第七五七章 堂下何人狀告本官(五)(2/2)
前朝內閣首輔朱國禎,在《皇明大事記》中,已經將江南打行,與甘州兵變、大同兵變、遼東兵變等,視為同等的大事。
應該說,能當首輔的,這點眼力還是有的。
雖然他無法理解這是商品經濟發展、大明基層失控、工商業發展的必然,但也意識到這是一種「嶄新的」、可以和甘州兵變遼東兵變等並列的大事。
在封建王朝,當朝首輔將其視為與兵變同等重要的大事,也足見其嚴重程度。
應該說,朱國禎的預見是正確的。
從嘉靖末年到明亡,江南的一系列光怪陸離的官民爭鬥、抗稅、黨爭等等,這些打行的人全程參與。
無組織的民眾,是成不得事的。
即便打行只是封建幫派的興致、專業打手、流氓無產者的性質,組織鬆散,但終究是有組織的。
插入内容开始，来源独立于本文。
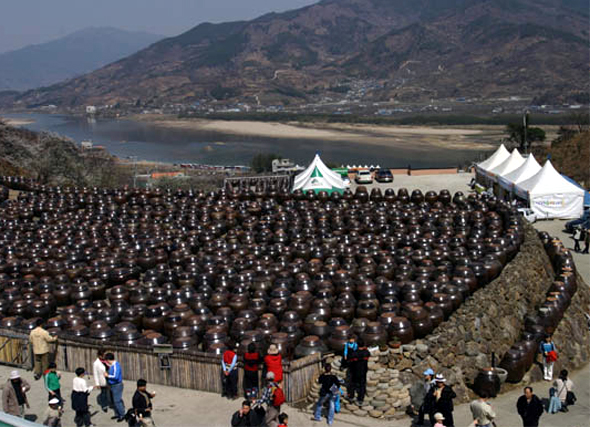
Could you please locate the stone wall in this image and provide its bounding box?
[309,224,590,417]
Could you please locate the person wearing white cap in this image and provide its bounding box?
[2,371,31,417]
[426,374,457,427]
[410,368,434,426]
[43,397,63,427]
[434,412,445,427]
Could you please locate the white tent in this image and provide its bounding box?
[515,160,584,219]
[293,154,346,192]
[498,154,541,191]
[488,148,525,181]
[475,144,510,181]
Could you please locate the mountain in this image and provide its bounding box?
[10,0,589,107]
[0,27,162,90]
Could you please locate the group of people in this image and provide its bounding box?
[227,343,288,427]
[2,320,155,427]
[410,368,457,427]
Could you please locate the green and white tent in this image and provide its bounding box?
[293,154,347,193]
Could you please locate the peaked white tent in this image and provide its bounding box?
[475,144,510,178]
[498,154,541,191]
[515,160,584,219]
[293,154,346,193]
[488,148,525,182]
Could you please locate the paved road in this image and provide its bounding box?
[0,365,590,427]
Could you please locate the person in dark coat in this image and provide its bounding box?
[348,340,371,403]
[132,379,156,427]
[516,387,544,427]
[424,374,457,427]
[231,400,265,427]
[243,342,262,402]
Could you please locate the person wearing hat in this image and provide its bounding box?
[221,348,238,399]
[72,368,94,427]
[2,371,31,417]
[410,368,434,426]
[264,344,283,383]
[425,374,457,427]
[43,397,63,427]
[433,412,445,427]
[256,372,285,427]
[29,319,57,380]
[133,379,156,427]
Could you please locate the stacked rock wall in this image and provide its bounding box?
[309,225,590,417]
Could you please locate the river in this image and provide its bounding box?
[2,114,490,168]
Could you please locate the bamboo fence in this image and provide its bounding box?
[0,330,321,402]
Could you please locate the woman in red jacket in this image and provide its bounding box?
[264,344,283,383]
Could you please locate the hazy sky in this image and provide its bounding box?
[0,0,318,52]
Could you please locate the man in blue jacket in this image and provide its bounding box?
[104,353,125,423]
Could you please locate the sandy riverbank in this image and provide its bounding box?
[0,117,35,126]
[131,115,503,150]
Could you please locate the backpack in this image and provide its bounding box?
[272,387,285,408]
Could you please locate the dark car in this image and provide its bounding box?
[565,210,590,233]
[375,169,393,182]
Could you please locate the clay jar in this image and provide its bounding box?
[328,325,352,354]
[361,322,388,347]
[142,305,164,332]
[295,335,328,358]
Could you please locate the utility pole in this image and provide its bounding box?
[522,110,529,155]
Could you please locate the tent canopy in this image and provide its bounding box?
[488,148,525,181]
[561,174,590,208]
[293,154,346,192]
[515,160,584,219]
[498,154,541,190]
[475,144,510,175]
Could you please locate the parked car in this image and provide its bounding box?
[355,170,373,184]
[375,169,393,182]
[565,210,590,233]
[518,208,537,223]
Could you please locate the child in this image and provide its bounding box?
[72,368,93,427]
[434,412,445,427]
[43,397,63,427]
[277,412,289,427]
[43,363,63,407]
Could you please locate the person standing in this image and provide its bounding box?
[104,353,125,423]
[264,344,283,384]
[258,372,285,427]
[539,334,557,381]
[469,390,496,427]
[72,368,94,427]
[92,349,112,412]
[516,387,544,427]
[433,412,445,427]
[133,379,156,427]
[29,319,57,380]
[553,369,574,412]
[221,348,238,399]
[2,371,31,417]
[574,226,584,252]
[348,340,371,406]
[410,368,434,426]
[312,364,340,426]
[43,397,63,427]
[243,342,261,402]
[43,363,63,406]
[426,374,457,427]
[231,400,264,427]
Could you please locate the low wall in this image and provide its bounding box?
[316,224,590,418]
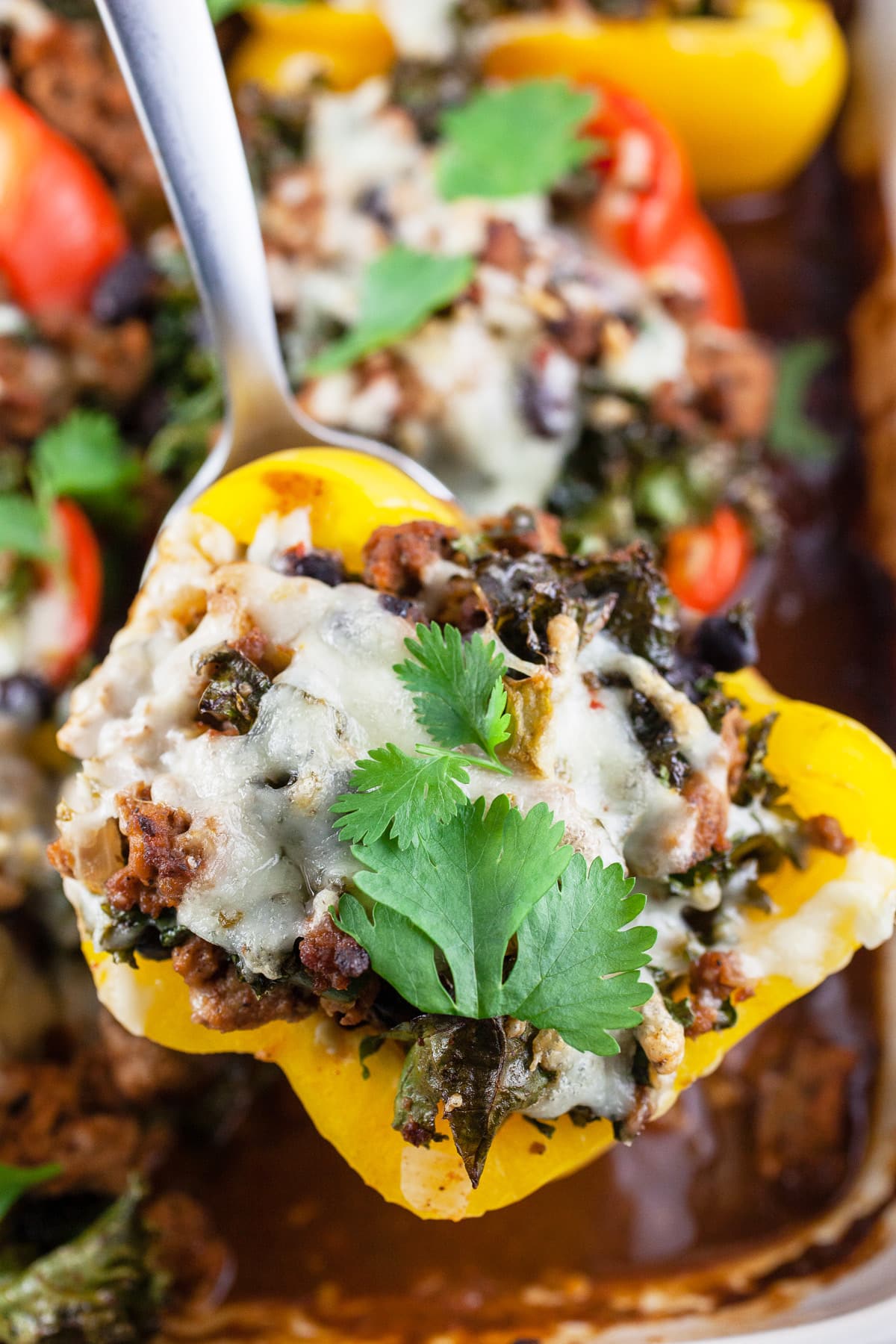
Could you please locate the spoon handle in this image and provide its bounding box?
[97,0,299,447]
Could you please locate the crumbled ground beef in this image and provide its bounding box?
[479,219,528,276]
[802,812,856,855]
[40,312,153,410]
[104,785,202,918]
[751,1036,857,1189]
[10,22,165,225]
[298,914,371,995]
[686,951,755,1039]
[686,328,775,438]
[144,1191,232,1312]
[364,519,458,597]
[0,1052,168,1195]
[170,937,314,1031]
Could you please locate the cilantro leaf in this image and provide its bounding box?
[504,853,657,1055]
[0,492,51,561]
[31,410,140,514]
[306,245,474,378]
[393,625,511,761]
[340,794,572,1018]
[0,1163,62,1219]
[768,337,839,461]
[208,0,308,23]
[435,79,595,200]
[331,742,470,850]
[338,797,657,1055]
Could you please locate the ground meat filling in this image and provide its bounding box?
[106,785,202,918]
[686,951,756,1040]
[298,914,371,995]
[364,519,459,597]
[170,936,314,1031]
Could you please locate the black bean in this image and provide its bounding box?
[0,672,54,727]
[694,606,759,672]
[380,593,426,625]
[273,547,345,588]
[91,247,158,324]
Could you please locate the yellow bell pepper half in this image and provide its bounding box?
[84,449,896,1220]
[484,0,846,196]
[230,3,395,93]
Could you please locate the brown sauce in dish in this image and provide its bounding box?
[158,141,896,1341]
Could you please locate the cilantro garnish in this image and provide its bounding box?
[208,0,308,23]
[338,794,656,1055]
[0,492,50,561]
[395,625,511,761]
[332,742,470,850]
[31,410,140,514]
[768,337,839,461]
[332,625,511,850]
[306,245,474,378]
[435,79,595,200]
[0,1163,62,1219]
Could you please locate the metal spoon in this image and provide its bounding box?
[97,0,454,559]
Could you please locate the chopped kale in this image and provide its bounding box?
[101,903,190,968]
[629,691,691,789]
[393,1016,552,1189]
[0,1183,167,1344]
[735,714,785,808]
[473,546,679,669]
[193,644,271,734]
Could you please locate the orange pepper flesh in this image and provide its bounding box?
[75,449,896,1220]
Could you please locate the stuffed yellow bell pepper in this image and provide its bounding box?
[54,450,896,1219]
[484,0,846,196]
[232,0,846,195]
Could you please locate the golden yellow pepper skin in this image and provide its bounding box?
[230,3,395,93]
[484,0,846,196]
[231,0,846,196]
[77,449,896,1220]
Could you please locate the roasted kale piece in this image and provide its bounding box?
[473,546,679,671]
[0,1183,165,1344]
[101,903,190,966]
[193,644,271,734]
[392,1016,552,1189]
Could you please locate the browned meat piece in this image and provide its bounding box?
[170,937,314,1031]
[364,519,458,597]
[42,313,152,408]
[666,326,775,440]
[298,914,371,995]
[99,1011,205,1106]
[0,336,78,442]
[686,951,755,1039]
[479,219,528,276]
[10,22,167,228]
[751,1036,857,1189]
[145,1191,232,1312]
[0,1055,167,1195]
[802,812,856,855]
[482,508,567,555]
[103,785,202,917]
[681,773,729,867]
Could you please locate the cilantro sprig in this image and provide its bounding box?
[0,410,140,561]
[0,1163,62,1219]
[338,812,657,1055]
[435,79,595,200]
[306,243,476,378]
[333,625,657,1055]
[332,625,511,850]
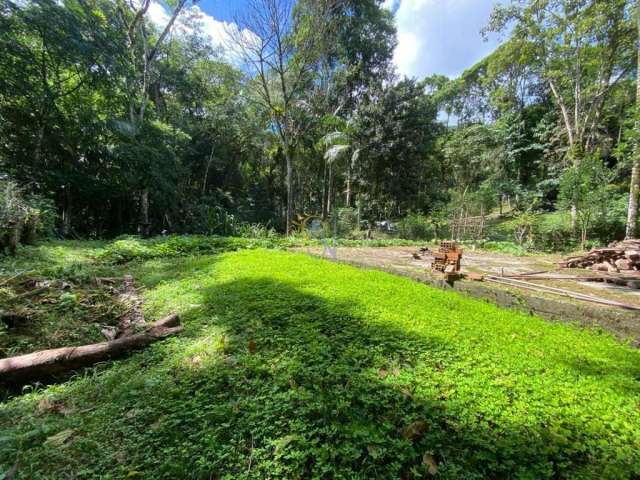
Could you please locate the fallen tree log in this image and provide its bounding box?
[0,314,182,383]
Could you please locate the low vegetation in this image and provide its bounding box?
[0,244,640,479]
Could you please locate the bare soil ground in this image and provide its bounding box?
[295,247,640,308]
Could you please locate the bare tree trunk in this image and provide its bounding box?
[345,161,351,208]
[62,184,73,237]
[140,188,151,237]
[0,315,182,383]
[322,160,327,220]
[326,159,333,215]
[285,147,293,235]
[625,0,640,238]
[201,145,213,197]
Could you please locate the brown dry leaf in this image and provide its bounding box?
[44,428,73,447]
[402,420,427,440]
[36,398,75,415]
[149,415,166,430]
[422,453,438,475]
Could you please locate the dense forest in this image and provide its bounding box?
[0,0,640,245]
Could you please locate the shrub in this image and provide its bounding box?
[398,213,436,240]
[0,178,55,254]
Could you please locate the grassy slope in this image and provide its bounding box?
[0,250,640,479]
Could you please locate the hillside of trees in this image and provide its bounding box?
[0,0,640,248]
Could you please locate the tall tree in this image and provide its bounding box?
[625,1,640,238]
[228,0,325,233]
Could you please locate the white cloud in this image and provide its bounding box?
[147,1,255,63]
[381,0,400,11]
[392,0,498,78]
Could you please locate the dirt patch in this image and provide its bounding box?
[294,247,640,345]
否則,是無法解釋諸多奇怪的記載的,怎麼百姓就有那麼高的政治覺悟。
哪怕到了甲申年,崇禎上吊,江南哭臨,這些打行「流氓衝鋒隊」,也露了臉。
閹黨想要列班祭拜,復社反對,寫檄文羞辱。
閹黨就僱傭了一批當地流氓,上街去打復社的人。
復社也知道,批判的武器,不能代替武器的批判。
於是復社的徐武靜、張子退,立刻從東陽、義烏等地,僱傭了大量的打手。
崇禎吊死江南哭臨期間,閹黨的衝鋒隊和復社的流氓衝鋒隊,就在街上開干。
最終還是復社那邊的人更多,打的閹黨的人抱頭鼠竄,完全控制了市井局面,讓閹黨在市井間一句話都說不出來,復社迅速控制了市井間的輿論風向。
顧炎武在其《生員論》里,就指出過這個問題。
朝廷年年科舉。
科舉那麼多的秀才舉人生員。
然後並沒有那麼多的官缺。
大家讀書是為了當官,你又沒有那麼多的官缺,然後還要體現重視儒家而給生員諸多優待,這些生員能幹啥?
顯然啊,迅速流氓化啊。
利用朝廷給予的特權,當黑社會的頭目。
底層流氓不敢打的人,我來打;底層流氓不敢罵的人,我來罵;底層流氓不敢幹的事,我來干。
上層結黨結社。
基層秀才當上層打手。
最底層是流氓無產者組織的專業打手。
當然,顧炎武雖然發現了問題,但解決問題的想法比較扯淡,認為要改變這種情況的辦法,是復「察舉制」,認為每個縣舉薦四五人,就可以解決這些問題了……就挺有想法的……
總之,正所謂,流氓不可怕,怕就怕流氓有文化。
不但有文化,還有國家給予的身份相關的諸多特權,那就更可怕了。
這也算是工商業發展起來之後,在工商業比較發達的城市、且朝廷的中央集權基本崩掉對基層毫無控制力時候,鬧事的標準套路。
筆桿子寫文,掌控輿論,占據道德制高點,煽動情緒。
底層打手出動,搜捕對面的打手,打的他們不敢露面,那麼他們的輿論也就無法在市井傳播。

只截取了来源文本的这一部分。